]> git-server-git.apps.pok.os.sepia.ceph.com Git - rocksdb.git/commitdiff
Enable recycle_log_file_num option for point in time recovery (#12403)
authoranand76 <anand1976@users.noreply.github.com>
Thu, 21 Mar 2024 19:29:35 +0000 (12:29 -0700)
committerFacebook GitHub Bot <facebook-github-bot@users.noreply.github.com>
Thu, 21 Mar 2024 19:29:35 +0000 (12:29 -0700)
Summary:
This option was previously disabled due to a bug in the recovery logic. The recovery code in `DBImpl::RecoverLogFiles` couldn't tell if an EoF reported by the log reader was really an EoF or a possible corruption that made a record look like an old log record. To fix this, the log reader now explicitly reports when it encounters what looks like an old record. The recovery code treats it as a possible corruption, and uses the next sequence number in the WAL to determine if it should continue replaying the WAL.

This PR also fixes a couple of bugs that log file recycling exposed in the backup and checkpoint path.

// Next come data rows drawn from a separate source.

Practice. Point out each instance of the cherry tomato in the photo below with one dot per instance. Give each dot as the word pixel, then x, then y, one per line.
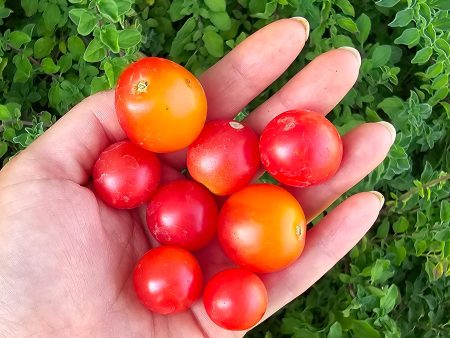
pixel 125 175
pixel 235 299
pixel 168 280
pixel 161 106
pixel 225 157
pixel 262 228
pixel 300 148
pixel 182 213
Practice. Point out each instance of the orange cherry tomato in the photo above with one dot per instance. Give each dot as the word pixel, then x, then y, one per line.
pixel 262 228
pixel 160 105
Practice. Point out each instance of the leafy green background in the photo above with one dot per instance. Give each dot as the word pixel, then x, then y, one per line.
pixel 396 282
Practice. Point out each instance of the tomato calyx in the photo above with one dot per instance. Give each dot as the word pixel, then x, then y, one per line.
pixel 140 87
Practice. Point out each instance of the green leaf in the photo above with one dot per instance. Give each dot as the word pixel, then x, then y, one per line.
pixel 443 235
pixel 5 115
pixel 362 328
pixel 409 37
pixel 442 4
pixel 434 70
pixel 213 43
pixel 387 3
pixel 364 26
pixel 43 47
pixel 335 331
pixel 84 19
pixel 216 5
pixel 381 271
pixel 445 211
pixel 3 148
pixel 346 7
pixel 381 55
pixel 110 37
pixel 422 55
pixel 18 38
pixel 48 66
pixel 221 20
pixel 388 301
pixel 65 63
pixel 401 225
pixel 347 24
pixel 76 46
pixel 51 16
pixel 123 6
pixel 109 9
pixel 30 6
pixel 95 51
pixel 23 68
pixel 129 37
pixel 403 18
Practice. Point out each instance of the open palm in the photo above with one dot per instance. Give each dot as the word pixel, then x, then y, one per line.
pixel 66 258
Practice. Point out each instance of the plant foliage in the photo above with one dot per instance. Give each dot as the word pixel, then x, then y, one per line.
pixel 396 282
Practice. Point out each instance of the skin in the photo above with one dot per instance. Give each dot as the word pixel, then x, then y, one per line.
pixel 67 258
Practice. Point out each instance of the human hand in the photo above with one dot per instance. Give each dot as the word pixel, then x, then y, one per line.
pixel 67 258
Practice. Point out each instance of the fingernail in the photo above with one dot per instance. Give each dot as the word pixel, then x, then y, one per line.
pixel 391 130
pixel 305 24
pixel 379 196
pixel 354 52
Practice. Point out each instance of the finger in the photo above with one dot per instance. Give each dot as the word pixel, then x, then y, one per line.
pixel 320 86
pixel 326 244
pixel 365 147
pixel 247 70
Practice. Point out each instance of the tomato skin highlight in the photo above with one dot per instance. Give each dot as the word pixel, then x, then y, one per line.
pixel 235 299
pixel 300 148
pixel 167 280
pixel 183 213
pixel 160 105
pixel 225 157
pixel 262 228
pixel 126 175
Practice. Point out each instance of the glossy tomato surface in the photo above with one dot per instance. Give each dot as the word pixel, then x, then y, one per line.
pixel 235 299
pixel 262 228
pixel 183 213
pixel 160 105
pixel 225 157
pixel 126 175
pixel 168 280
pixel 300 148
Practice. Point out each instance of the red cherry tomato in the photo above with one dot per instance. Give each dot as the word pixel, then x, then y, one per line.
pixel 262 228
pixel 182 213
pixel 125 175
pixel 300 148
pixel 168 280
pixel 235 299
pixel 160 105
pixel 225 157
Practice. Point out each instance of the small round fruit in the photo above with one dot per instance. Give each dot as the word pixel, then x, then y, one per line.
pixel 235 299
pixel 183 213
pixel 300 148
pixel 160 105
pixel 225 157
pixel 168 280
pixel 125 175
pixel 262 228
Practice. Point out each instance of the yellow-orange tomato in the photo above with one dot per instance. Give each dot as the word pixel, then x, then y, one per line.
pixel 160 105
pixel 262 228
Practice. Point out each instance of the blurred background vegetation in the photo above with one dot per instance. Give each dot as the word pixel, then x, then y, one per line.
pixel 396 282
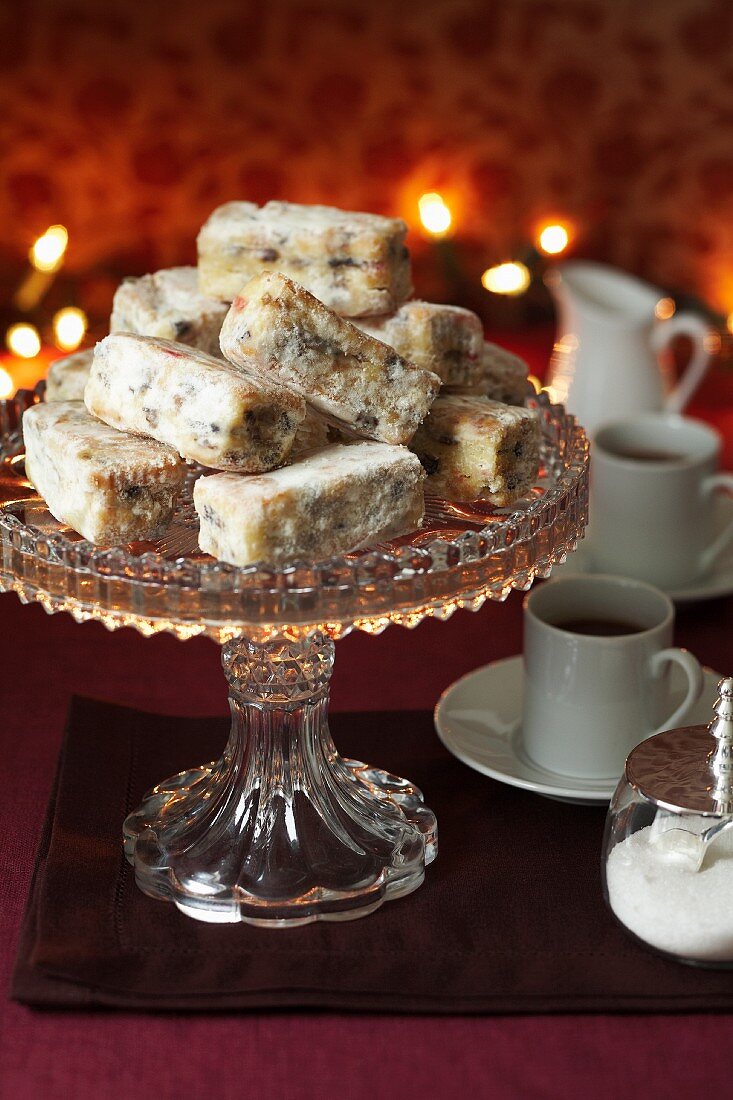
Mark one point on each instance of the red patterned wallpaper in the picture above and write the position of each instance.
(130, 120)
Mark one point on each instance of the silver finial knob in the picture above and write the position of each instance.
(721, 761)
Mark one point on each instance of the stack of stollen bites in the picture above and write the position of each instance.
(318, 344)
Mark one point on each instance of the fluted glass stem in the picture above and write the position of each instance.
(281, 829)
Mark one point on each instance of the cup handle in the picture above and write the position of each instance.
(710, 485)
(695, 682)
(692, 326)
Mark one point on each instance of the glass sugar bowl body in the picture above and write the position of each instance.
(668, 849)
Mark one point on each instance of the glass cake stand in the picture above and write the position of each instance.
(281, 829)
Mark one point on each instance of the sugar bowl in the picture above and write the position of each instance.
(668, 849)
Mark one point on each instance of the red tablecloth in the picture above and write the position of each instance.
(44, 659)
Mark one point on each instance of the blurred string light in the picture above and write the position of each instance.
(46, 256)
(712, 342)
(47, 252)
(435, 213)
(23, 340)
(664, 309)
(553, 239)
(511, 278)
(69, 326)
(7, 384)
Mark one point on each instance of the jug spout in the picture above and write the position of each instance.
(601, 295)
(604, 365)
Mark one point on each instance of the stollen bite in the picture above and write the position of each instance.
(279, 328)
(356, 263)
(331, 502)
(447, 340)
(210, 411)
(474, 448)
(67, 376)
(501, 376)
(170, 306)
(108, 485)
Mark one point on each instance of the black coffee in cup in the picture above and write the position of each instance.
(600, 627)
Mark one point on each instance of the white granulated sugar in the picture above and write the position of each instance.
(669, 905)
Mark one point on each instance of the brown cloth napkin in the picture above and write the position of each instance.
(510, 919)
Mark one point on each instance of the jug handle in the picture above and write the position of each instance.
(699, 331)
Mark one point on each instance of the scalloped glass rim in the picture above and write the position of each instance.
(422, 574)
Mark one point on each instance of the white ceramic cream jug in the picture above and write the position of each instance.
(609, 360)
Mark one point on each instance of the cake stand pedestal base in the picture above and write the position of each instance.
(281, 831)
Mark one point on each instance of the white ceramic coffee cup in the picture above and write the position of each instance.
(655, 519)
(590, 699)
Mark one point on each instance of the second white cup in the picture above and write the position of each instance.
(653, 485)
(597, 657)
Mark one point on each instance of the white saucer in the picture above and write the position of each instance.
(478, 721)
(718, 582)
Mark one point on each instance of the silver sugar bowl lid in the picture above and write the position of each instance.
(690, 769)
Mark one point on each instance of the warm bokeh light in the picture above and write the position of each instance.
(23, 340)
(69, 326)
(47, 252)
(554, 239)
(511, 277)
(7, 384)
(435, 215)
(664, 309)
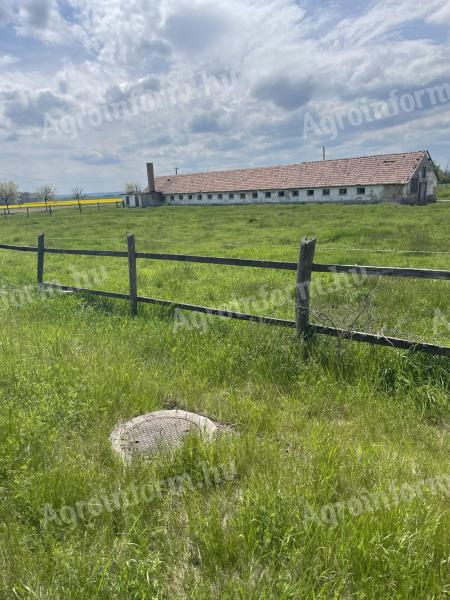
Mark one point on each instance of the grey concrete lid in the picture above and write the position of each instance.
(154, 431)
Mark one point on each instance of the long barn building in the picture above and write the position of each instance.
(405, 177)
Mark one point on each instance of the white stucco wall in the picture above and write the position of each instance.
(373, 193)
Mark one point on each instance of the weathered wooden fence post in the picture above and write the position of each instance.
(132, 274)
(302, 292)
(41, 254)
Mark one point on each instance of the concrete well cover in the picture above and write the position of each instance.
(149, 433)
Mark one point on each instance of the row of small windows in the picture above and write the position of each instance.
(281, 194)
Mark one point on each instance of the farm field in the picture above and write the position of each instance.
(331, 445)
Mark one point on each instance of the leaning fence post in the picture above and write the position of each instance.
(132, 274)
(41, 253)
(302, 291)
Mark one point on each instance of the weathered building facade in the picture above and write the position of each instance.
(407, 177)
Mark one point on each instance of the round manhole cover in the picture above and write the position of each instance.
(154, 431)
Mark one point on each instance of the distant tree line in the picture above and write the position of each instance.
(11, 194)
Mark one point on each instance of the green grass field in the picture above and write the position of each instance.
(331, 445)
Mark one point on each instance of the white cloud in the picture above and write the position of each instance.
(7, 59)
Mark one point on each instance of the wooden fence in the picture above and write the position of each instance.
(303, 268)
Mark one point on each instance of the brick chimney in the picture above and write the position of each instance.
(150, 177)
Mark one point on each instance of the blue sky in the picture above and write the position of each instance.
(90, 90)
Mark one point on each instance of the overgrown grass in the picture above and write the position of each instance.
(312, 427)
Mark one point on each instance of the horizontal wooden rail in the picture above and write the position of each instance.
(112, 253)
(246, 262)
(356, 336)
(382, 271)
(18, 248)
(220, 312)
(304, 267)
(237, 262)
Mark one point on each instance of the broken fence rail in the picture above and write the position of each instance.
(304, 269)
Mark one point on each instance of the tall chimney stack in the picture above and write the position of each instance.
(150, 177)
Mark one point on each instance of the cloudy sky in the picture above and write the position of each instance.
(90, 90)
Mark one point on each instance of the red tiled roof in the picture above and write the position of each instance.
(365, 170)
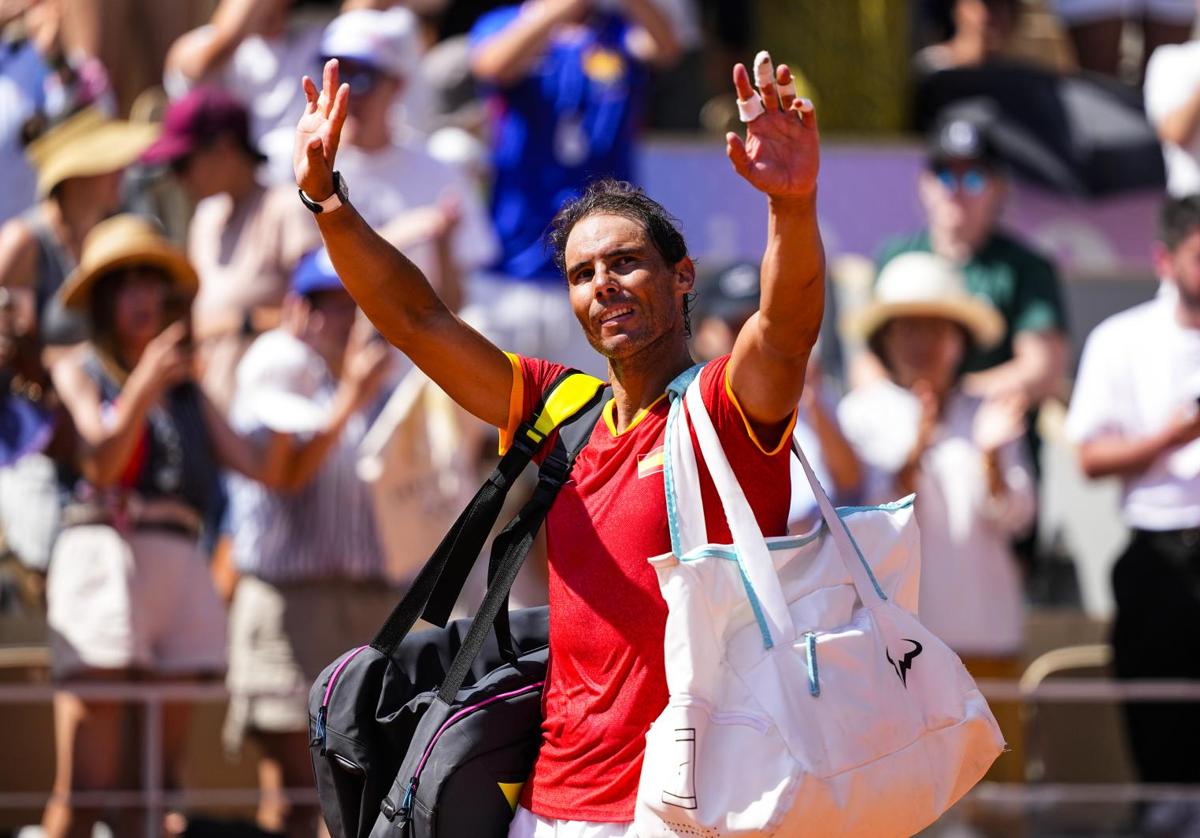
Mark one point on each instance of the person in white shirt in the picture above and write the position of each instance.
(418, 203)
(256, 49)
(1134, 415)
(965, 458)
(1173, 105)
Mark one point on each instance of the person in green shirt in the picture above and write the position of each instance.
(963, 191)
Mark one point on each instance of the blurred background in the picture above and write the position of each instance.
(1044, 156)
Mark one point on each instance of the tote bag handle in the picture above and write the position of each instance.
(753, 555)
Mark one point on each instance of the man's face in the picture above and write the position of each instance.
(1182, 267)
(624, 294)
(963, 201)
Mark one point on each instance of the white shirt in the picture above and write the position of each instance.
(391, 181)
(1138, 370)
(264, 75)
(971, 592)
(1173, 76)
(327, 527)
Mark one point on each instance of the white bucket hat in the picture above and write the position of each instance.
(925, 285)
(388, 40)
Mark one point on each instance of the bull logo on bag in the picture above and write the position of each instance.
(905, 662)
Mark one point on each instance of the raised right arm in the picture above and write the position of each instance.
(389, 288)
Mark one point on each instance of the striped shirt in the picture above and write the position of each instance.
(327, 528)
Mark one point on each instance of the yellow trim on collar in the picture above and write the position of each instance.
(784, 438)
(516, 402)
(610, 411)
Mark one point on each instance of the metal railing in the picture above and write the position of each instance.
(156, 801)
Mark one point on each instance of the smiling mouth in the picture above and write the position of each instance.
(615, 313)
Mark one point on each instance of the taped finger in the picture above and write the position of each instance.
(763, 70)
(750, 109)
(765, 78)
(786, 83)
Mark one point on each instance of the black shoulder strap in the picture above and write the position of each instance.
(513, 544)
(510, 544)
(437, 586)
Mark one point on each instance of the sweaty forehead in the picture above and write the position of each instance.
(604, 233)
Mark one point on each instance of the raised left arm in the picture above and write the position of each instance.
(779, 157)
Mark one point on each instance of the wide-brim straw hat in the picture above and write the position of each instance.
(925, 285)
(125, 241)
(88, 143)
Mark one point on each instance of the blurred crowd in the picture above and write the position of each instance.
(211, 466)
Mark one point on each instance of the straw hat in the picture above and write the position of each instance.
(121, 241)
(87, 143)
(925, 285)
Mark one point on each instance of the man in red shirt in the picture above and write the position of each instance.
(629, 281)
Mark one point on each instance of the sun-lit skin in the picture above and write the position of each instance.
(1181, 268)
(923, 349)
(628, 299)
(139, 309)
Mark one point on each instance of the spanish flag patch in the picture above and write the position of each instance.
(649, 462)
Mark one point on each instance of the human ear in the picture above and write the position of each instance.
(685, 274)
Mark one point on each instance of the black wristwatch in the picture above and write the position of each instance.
(341, 195)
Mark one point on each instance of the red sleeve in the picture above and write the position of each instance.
(729, 418)
(531, 378)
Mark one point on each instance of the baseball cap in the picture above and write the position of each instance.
(387, 40)
(315, 273)
(961, 138)
(195, 120)
(730, 292)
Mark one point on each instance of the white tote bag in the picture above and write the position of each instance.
(418, 459)
(805, 696)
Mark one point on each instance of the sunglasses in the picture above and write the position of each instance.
(970, 181)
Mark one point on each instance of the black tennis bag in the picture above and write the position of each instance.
(433, 732)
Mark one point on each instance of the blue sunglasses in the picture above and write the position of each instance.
(969, 181)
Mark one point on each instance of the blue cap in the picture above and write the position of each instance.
(315, 274)
(25, 428)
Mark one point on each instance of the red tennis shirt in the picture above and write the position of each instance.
(606, 677)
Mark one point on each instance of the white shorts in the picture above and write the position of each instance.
(144, 603)
(528, 825)
(533, 319)
(1075, 12)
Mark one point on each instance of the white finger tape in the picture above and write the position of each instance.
(750, 109)
(763, 70)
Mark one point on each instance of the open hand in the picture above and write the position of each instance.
(318, 133)
(780, 154)
(166, 361)
(999, 422)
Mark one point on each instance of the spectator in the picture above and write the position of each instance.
(1173, 105)
(312, 570)
(40, 82)
(79, 163)
(244, 238)
(255, 49)
(565, 81)
(963, 191)
(1134, 417)
(921, 431)
(978, 30)
(726, 299)
(1096, 28)
(418, 203)
(33, 430)
(129, 590)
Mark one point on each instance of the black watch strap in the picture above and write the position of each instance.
(340, 196)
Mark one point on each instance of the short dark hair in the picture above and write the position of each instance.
(1177, 220)
(610, 196)
(618, 197)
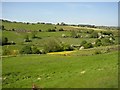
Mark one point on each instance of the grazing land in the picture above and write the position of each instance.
(58, 56)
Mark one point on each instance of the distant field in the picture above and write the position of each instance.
(61, 67)
(46, 71)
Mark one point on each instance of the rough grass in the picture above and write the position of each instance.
(46, 71)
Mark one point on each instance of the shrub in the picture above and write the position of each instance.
(26, 50)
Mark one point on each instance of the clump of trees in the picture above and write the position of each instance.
(51, 30)
(54, 45)
(74, 34)
(26, 39)
(4, 40)
(61, 29)
(98, 42)
(30, 50)
(86, 45)
(94, 35)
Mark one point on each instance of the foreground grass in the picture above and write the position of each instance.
(54, 71)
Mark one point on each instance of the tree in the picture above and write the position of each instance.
(4, 40)
(26, 50)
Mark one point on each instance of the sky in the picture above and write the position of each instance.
(96, 13)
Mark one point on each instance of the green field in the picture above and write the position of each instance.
(92, 67)
(46, 71)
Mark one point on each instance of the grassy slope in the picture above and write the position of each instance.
(61, 71)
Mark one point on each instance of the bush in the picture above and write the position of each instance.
(26, 50)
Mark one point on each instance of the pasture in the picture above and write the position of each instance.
(51, 71)
(76, 57)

Pull Request resolved: https://github.com/facebook/rocksdb/pull/12403

Test Plan:
1. Add new unit tests to verify behavior upon corruption
2. Re-enable disabled tests for verifying recycling behavior

Reviewed By: ajkr

Differential Revision: D54544824

Pulled By: anand1976

fbshipit-source-id: 12f5ce39bd6bc0d63b0bc6432dc4db510e0e802a

db/db_filesnapshot.cc
db/db_impl/db_impl.cc
db/db_impl/db_impl_compaction_flush.cc
db/db_impl/db_impl_open.cc
db/db_impl/db_impl_write.cc
db/db_wal_test.cc
db/db_write_test.cc
db/log_reader.cc
db/log_reader.h
tools/db_crashtest.py
unreleased_history/bug_fixes/recycle_logs_point_in_time_recovery.md [new file with mode: 0644]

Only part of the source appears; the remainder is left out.